The invitation on the website comes with an open-ended question: What makes a great waterfront? The significance of this open-endedness can’t be overstated. Don’t expect any direct answers from the design team just yet. The challenge is to engage the public by highlighting the reality and the forward motion of the project, but at the same time keeping an open door to their dreams
The question also reflects the amorphous nature of the project itself. The area is hard to define. The size currently being used for reference is 26 blocks—a potentially buildable and landscapable area made of leftover land after the Alaskan Way Viaduct has been removed in 2016. But the reach of the design is much wider—up in the city and out to the water’s edge and into the bay. Guiding principals from the official stakeholder committee include “Reconnect the city to its waterfront” and “Embrace Seattle’s past, present and future.”
The lead design consultant, James Corner Field Operations, is perhaps best known for the design of Manhattan’s High Line, a feat of reclamation that turns an outdated piece of major infrastructure (an elevated rail line) into a pedestrian realm like no other—a combination of park, promenade and running track. It has been a powerful catalyst for development around it since the first section was completed in 2009.
The Seattle Central Waterfront, on the other hand, is about a system. There’s no strictly delineated site, much less something specific to be built. The plan will identify a “system of public spaces, green connections and related facilities that integrate the waterfront into the urban fabric of downtown,” and it will “identify potential projects on the waterfront and connections to the waterfront,” according to the city’s description.
There’s not yet any construction budget for the improvements and art that might go along with the plan. That’s how open ended—and long range—it is. But at their simplest, the short and long-term goals of the Seattle Central Waterfront project are the same: Get people down to the waterfront.
The open house in the aquarium is a start. Those who attend the February event, or just want to see how the project is unfolding, should pay special attention to a map with the color-coded bars and bells that reach into the grid of city. These odd-shaped patches of Seattle’s downtown and south downtown (including the stadium district), might be called “neighborhood-sheds” because they show how different parts of the city actually relate to the water’s edge through current or future pedestrian routes and views. Each points to a location for art or other physical features on the waterfront, features that evoke the spirit of the neighborhood.
This kind of research and analysis builds on a decade of informal and formal planning and “visioning” from students, civic activists and city staff. We should expect to see more of this kind of thing at the open house this week.
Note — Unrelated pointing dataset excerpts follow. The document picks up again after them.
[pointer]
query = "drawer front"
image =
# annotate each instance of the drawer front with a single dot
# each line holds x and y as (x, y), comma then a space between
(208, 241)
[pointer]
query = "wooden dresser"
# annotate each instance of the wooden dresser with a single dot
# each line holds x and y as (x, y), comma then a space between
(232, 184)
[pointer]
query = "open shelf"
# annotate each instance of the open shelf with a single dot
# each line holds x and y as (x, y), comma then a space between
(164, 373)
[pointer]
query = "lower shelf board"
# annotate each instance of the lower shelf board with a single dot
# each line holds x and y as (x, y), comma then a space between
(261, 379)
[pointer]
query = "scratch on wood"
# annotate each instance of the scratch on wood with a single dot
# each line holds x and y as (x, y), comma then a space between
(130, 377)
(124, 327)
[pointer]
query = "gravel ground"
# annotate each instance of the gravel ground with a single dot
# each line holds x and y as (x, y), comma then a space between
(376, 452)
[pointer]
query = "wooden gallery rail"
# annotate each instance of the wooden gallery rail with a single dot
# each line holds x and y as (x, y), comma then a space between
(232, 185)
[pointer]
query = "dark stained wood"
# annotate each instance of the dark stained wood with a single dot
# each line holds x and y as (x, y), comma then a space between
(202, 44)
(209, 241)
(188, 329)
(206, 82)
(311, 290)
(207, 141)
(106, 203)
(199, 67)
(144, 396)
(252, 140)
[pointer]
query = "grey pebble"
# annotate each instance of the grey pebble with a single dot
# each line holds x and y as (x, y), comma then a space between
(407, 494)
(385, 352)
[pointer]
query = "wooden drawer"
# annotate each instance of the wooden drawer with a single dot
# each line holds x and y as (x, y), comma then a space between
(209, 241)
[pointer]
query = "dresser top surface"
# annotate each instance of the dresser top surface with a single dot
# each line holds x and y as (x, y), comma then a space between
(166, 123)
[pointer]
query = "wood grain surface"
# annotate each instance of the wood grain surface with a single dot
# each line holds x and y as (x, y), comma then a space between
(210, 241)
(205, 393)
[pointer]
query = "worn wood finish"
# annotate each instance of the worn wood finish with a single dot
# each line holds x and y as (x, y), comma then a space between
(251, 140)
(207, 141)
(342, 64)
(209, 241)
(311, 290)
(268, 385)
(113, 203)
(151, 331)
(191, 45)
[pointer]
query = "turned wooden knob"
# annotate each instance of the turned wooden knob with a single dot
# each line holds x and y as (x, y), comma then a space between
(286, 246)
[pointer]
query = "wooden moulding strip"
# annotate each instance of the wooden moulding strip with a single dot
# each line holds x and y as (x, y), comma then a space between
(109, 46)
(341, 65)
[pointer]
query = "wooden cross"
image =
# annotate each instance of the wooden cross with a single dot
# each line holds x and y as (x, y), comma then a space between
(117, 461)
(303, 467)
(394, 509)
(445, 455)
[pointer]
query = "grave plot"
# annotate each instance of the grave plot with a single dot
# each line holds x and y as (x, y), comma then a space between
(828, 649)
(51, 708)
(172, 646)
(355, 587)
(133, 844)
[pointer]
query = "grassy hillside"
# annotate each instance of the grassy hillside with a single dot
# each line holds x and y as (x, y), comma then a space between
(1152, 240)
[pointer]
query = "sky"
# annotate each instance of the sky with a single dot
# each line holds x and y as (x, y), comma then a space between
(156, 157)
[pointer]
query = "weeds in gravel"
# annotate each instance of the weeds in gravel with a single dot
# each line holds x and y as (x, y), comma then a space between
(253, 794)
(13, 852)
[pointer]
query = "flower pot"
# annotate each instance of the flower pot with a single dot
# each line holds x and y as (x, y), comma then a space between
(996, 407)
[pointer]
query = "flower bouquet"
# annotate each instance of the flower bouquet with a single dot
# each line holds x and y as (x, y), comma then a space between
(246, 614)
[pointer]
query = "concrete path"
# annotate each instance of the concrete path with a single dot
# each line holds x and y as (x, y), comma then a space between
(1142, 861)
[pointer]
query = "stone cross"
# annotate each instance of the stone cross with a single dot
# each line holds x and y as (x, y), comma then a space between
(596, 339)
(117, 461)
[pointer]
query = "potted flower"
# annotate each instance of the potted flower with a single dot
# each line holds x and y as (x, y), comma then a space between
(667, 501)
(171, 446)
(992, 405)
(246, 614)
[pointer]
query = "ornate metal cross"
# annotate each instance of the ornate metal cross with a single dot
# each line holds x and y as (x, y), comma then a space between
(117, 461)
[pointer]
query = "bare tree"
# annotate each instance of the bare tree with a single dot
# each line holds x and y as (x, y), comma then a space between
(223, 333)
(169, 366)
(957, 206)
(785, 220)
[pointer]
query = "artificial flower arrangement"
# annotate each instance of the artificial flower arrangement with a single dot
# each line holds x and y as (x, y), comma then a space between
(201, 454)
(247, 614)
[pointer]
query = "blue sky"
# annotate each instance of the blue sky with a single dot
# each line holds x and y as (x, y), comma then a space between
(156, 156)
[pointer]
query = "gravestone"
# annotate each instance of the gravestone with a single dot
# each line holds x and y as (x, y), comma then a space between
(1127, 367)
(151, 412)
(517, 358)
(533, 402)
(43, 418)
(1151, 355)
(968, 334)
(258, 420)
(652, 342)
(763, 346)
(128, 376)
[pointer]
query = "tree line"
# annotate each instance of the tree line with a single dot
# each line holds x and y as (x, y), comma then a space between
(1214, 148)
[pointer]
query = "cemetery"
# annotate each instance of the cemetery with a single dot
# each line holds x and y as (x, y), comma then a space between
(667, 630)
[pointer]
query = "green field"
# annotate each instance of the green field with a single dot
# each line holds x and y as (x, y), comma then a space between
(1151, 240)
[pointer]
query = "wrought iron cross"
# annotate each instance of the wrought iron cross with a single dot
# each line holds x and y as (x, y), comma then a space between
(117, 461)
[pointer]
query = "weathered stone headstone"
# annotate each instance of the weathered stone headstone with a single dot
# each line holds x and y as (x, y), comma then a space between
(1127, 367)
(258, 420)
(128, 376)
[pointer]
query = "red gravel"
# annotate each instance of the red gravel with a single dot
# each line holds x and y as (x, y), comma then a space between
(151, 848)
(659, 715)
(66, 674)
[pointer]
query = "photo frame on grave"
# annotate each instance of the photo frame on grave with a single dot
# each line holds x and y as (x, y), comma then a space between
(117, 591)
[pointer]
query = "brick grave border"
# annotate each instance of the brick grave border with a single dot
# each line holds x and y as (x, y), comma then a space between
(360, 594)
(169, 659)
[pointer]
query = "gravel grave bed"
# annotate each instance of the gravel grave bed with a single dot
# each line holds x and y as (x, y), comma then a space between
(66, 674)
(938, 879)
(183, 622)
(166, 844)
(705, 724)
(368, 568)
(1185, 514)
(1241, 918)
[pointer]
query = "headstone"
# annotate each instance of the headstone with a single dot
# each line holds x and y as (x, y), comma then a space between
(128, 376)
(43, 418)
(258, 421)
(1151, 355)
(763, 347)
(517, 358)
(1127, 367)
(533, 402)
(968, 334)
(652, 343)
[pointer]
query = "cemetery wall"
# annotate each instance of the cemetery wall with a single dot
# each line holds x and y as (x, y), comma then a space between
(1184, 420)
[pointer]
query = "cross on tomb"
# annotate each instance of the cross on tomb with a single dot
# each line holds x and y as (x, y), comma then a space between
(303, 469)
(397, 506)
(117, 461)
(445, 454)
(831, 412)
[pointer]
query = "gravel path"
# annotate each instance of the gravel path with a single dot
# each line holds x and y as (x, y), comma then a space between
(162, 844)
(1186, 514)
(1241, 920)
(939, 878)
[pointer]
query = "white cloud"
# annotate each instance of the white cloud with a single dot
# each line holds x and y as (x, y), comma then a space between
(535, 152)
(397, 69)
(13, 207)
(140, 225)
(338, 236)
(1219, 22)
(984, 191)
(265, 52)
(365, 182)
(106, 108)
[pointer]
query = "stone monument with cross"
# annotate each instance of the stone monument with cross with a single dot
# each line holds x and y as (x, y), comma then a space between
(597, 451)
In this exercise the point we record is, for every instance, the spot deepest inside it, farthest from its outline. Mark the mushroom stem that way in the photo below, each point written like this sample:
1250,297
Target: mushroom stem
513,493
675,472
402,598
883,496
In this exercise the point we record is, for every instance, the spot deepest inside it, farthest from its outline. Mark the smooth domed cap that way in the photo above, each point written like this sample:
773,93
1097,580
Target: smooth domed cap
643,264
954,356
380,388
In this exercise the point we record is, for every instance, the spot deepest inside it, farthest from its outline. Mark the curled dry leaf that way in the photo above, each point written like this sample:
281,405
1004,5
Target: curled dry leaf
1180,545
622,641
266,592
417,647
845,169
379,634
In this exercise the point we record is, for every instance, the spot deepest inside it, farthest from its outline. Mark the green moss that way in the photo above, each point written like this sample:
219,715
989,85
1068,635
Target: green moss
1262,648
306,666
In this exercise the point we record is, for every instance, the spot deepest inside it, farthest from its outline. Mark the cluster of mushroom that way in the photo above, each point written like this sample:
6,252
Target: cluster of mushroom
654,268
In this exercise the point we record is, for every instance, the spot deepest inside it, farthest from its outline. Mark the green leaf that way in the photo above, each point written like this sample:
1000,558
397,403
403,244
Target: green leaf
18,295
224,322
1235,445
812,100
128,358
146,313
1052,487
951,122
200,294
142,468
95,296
What we will not see so clearly are the strategic partnerships that will be necessary to keep the public engaged, keep the bar high and advocate for acceptance of a bold vision over the next year and a half. The successful urban spaces we point to over the last decade—The Highline, Millennium Park in Chicago and the Olympic Sculpture Park here, to name three—all happened for some similar reasons. In addition to bold visions and great design, they had support from the public—and lots of money from private benefactors.